Monta OK with sprained neck

Greetings from Hawaii … since we’re having some technical difficulties getting this updated story on the Web, I thought I would hijack Marcus’ blog and post it here. It’s obviously great news for Monta and the Warriors:

By Geoff Lepper

LAIE, Hawaii — Warriors guard Monta Ellis walked away from a Hawaii hospital late Friday night, just a few hours after suffering a frightening injury during practice that left him lying motionless on the floor of BYU-Hawaii’s gymnasium for more than half an hour.

Team spokesman Raymond Ridder said Ellis was diagnosed with a neck sprain after banging his head on the hip of teammate Brandan Wright during a five-on-five scrimmage nearly 90 minutes into the team’s eighth practice of training camp.

During his roughly three-hour stay in the hospital, Ellis underwent several tests, including an MRI and CAT scan, all of which proved normal, Ridder said. His status was termed “day-to-day” and he was not ruled out from next week’s exhibition games against the Los Angeles Lakers in Honolulu.

Ellis, the NBA’s reigning Most Improved Player, was injured when he tried to knife between two other players on a high screen-and-roll play beyond the top of the key. The play went awry when Ellis tried to squeeze between Wright, who had been setting a screen for him, and defender Austin Croshere.

After the contact with Wright’s hip, Ellis turned 180 degrees, appeared to look in the direction of Marco Belinelli, who had been covering Ellis on the play, and then slowly crumpled to the ground.

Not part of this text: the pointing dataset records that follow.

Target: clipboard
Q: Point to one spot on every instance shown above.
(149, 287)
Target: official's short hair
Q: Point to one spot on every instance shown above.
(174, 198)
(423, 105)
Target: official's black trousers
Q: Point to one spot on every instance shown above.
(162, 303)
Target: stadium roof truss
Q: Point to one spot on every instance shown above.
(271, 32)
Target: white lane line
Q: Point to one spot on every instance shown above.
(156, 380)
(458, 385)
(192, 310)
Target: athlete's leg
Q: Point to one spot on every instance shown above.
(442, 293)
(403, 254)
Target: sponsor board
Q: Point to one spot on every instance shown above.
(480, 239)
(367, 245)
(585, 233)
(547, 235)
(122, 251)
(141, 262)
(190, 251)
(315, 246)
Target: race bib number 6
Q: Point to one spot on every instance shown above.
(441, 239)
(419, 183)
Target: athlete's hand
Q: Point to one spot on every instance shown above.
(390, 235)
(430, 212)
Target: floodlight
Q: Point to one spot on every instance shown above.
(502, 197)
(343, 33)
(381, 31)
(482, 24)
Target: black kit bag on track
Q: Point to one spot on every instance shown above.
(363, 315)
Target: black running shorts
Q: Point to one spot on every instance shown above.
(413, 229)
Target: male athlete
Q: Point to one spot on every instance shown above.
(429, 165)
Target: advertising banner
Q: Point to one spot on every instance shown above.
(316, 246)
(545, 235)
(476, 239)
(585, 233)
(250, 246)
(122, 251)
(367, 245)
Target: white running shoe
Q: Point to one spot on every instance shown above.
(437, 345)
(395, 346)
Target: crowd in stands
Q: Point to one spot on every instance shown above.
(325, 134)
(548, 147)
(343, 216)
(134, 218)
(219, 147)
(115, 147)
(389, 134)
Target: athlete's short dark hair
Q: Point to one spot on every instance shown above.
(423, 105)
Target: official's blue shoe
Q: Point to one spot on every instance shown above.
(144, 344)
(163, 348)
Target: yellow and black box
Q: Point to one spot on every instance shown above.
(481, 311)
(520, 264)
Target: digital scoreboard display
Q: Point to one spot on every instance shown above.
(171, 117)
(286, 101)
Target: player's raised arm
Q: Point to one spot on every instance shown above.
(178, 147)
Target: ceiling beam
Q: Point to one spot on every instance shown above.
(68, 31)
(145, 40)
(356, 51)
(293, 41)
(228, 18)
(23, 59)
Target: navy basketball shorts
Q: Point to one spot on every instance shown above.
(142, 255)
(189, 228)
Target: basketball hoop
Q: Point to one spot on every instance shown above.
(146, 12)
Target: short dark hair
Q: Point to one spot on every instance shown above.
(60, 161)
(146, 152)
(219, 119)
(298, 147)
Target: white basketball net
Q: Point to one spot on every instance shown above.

Ellis lay face-down, with his arms and legs extended, for 33 minutes until paramedics arrived at 7:58 p.m., carefully turned him over, strapped him to a backboard and wheeled him out of the Cannon Activities Center on a stretcher. Ellis’ only apparent movement during that time was some twitching in his right leg.

Ellis was taken to Castle Medical Center outside of Kailua, approximately 30 to 45 minutes away from the BYU-Hawaii campus.

Ridder said Ellis moved both arms and one leg while being strapped in for transport to the hospital and described him as conscious and speaking to teammates before being wheeled out, although players were not allowed to speak to the media directly.

The injury did not seem to be that serious initially. But as athletic trainer Tom Abdenour attended to Ellis, alarm over the situation grew. Abdenour could be seen stroking Ellis’ right arm, as though to check if the 21-year-old from Lanier High in Jackson, Miss., could feel his touch.

Concerned teammates stood around in a ragged circle until coaches instructed them to shoot free throws, presumably hoping to restore some normalcy to the situation. Team captain Baron Davis lay alongside Ellis for several minutes to offer comfort.

Ellis, who turns 22 in three weeks, is making $770,610 this season as he reaches the end of a three-year deal he signed following his selection in the second round (40 th overall) of the 2005 NBA draft. The expectation around the league has been that he will receive a significant raise — either from the Warriors or another team — as an unrestricted free agent next summer.

Ellis has a history of being able to bounce back from seemingly serious injuries. Ellis collided with Heat forward James Posey in a game in Miami on Dec. 23 and stayed down, nearly motionless, for several minutes before getting up and gingerly walking off the court. X-rays and an MRI were negative, and he ended up missing only five games.

During summer-league play last year, Ellis had to leave the arena on crutches after his right leg gave way underneath him. But that turned out to be nothing more serious than a sprained knee.

However, Ellis did have to pass on an invitation to serve on the scrimmage squad against Team USA this summer due to a back injury that forced him to stop working out for the better part of a month. Ellis chalked it up to a congenital problem and said that it was “nothing serious, nothing life-threatening, It ain’t gonna jeopardize my career.”